Const. David Wynn, who was 42, was shot and killed in January at a casino in St. Albert, north of Edmonton.
The shooter, Shawn Maxwell Rehn, was out on bail facing 15 charges, including escaping lawful custody, possession of a prohibited firearm and failure to show up to a previous bail hearing on the charges.
Rehn was found dead in an apparent suicide later on the day of the shooting.
The proposed law by Independent MP Brent Rathgeber would make it mandatory for prosecutors to present an accused's entire criminal history before a justice of the peace at a bail hearing.
Rathgeber says the public is put at risk by that information not being put before the court.

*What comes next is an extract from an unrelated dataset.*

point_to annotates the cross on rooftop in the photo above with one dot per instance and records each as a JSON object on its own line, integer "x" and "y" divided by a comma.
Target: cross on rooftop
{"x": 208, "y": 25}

Private member's bills rarely make it into law.
Wynn’s widow, Shelley MacInnis Wynn, says her husband, being a police officer was an easy target, but others could have been injured.
"There were so many other people who could have been injured that night, could have been killed and even on a daily basis there are so many like Shawn Rehn who are walking the streets now," she said.
Rehn, 34, fired on Wynn and an auxiliary officer investigating a stolen truck parked outside a St. Albert casino. At the time Rehn was facing 15 charges, including escaping lawful custody, possession of a prohibited firearm and failure to show up to a bail hearing for the charges.
Court records show it was an Edmonton police officer standing in for the Crown who consented to Rehn's release.
Documents show Rehn was a violent criminal, in and out of jail over the last 15 years, with 57 convictions for crimes including assaults, break-ins and drug use. A transcript of his final bail hearing mentioned how Rehn was wanted on outstanding warrants and was prohibited from possessing weapons, but makes no mention of his numerous past convictions or his two federal stints in prison.
RCMP Commissioner Bob Paulson was one of the first to question why Rehn was still on the streets. He said he had never seen such a complex criminal record.
The Edmonton Police Service says officers conducted 15,441 bail hearings last year — an average of 41 a day.
The service says officers are trained by more experienced veterans to prepare them for the bail process. But often they are legally outgunned.
The Edmonton force has said it has asked for Crown prosecutors to take over all bail hearings since 2006. Outside of a pilot project in 2008, the provincial government has refused that request.